During his trip to Bolivia, in front of representatives of popular movements, the pope asked for pardon for the abuses carried out by the Church during the so-called discovery of the New World and Portuguese colonization.
POPE FRANCIS
July 9, 2015
I humbly ask forgiveness, not only for the offenses of the Church herself, but also for crimes committed against the native peoples during the so-called conquest of America.
On that occasion, Pope Francis also noted that the Episcopal Conference of Latin America and his predecessors had done the same thing. He even quoted John Paul II.
Nevertheless, for the president of Mexico, Andrés Manuel López Obrador, that wasn't enough. He published a letter on social media that he had his wife deliver to the pope.
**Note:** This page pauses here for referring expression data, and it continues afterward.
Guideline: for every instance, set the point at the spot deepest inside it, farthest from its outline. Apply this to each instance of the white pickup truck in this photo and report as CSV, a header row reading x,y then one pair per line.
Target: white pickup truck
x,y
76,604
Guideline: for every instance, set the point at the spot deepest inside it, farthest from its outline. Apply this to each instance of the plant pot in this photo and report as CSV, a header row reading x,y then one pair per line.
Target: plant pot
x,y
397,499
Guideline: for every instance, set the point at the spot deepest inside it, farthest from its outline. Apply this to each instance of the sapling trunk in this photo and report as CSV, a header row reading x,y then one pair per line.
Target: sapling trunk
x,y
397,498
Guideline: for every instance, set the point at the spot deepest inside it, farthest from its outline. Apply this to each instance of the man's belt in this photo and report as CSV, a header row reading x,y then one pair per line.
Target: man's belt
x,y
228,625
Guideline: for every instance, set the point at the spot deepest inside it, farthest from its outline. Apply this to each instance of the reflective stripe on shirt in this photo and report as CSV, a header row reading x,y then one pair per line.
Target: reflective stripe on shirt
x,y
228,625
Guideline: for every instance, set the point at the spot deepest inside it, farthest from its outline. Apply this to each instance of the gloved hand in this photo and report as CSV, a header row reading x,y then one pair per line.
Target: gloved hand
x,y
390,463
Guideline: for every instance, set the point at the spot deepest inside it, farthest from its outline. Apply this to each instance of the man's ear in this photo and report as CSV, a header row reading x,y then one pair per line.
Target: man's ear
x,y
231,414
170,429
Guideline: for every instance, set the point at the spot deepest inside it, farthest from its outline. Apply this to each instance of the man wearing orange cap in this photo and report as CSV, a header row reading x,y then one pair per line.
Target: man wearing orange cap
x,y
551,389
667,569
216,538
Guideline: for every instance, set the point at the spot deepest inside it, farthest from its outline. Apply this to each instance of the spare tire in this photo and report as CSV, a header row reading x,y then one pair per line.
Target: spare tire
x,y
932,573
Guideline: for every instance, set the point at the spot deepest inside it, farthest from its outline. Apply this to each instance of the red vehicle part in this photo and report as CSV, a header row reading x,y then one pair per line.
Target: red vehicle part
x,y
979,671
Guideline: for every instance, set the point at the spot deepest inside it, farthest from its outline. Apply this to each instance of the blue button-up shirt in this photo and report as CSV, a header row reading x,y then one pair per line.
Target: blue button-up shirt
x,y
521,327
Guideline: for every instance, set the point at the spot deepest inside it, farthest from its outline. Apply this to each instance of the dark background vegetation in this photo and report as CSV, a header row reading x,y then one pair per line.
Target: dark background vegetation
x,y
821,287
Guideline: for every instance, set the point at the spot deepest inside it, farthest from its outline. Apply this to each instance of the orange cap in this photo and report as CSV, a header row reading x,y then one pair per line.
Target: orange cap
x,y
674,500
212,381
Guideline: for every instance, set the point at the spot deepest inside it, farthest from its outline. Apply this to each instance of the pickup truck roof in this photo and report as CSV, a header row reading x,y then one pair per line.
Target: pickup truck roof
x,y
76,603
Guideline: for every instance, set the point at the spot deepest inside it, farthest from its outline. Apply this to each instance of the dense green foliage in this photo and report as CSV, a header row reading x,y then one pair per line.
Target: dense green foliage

In it, he proposes that the Spanish monarchy, the Mexican state and the pontiff publicly apologize to indigenous people.
His wife, Beatriz Gutiérrez, is traveling through Europe to collect historical and archaeological artifacts from Mexico, to display them for the bicentennial celebration of the Independence of Mexico, which concludes in 2021. She asked the Vatican for historical maps of Tenochtitlán and three manuscripts on the Mixtec, Nahuatl and Tolteca-Chichimeca cultures. She met with Pope Francis on Oct. 10.
It isn't the first time López Obrador asks the Vatican for a public apology. He did it in 2019, to which then-spokesman Alessandro Gisotti responded to the EFE news agency that the pope had already apologized in the past. On the other hand, the Vatican is much more likely to grant Mexico's request to borrow manuscripts and maps for the exhibition.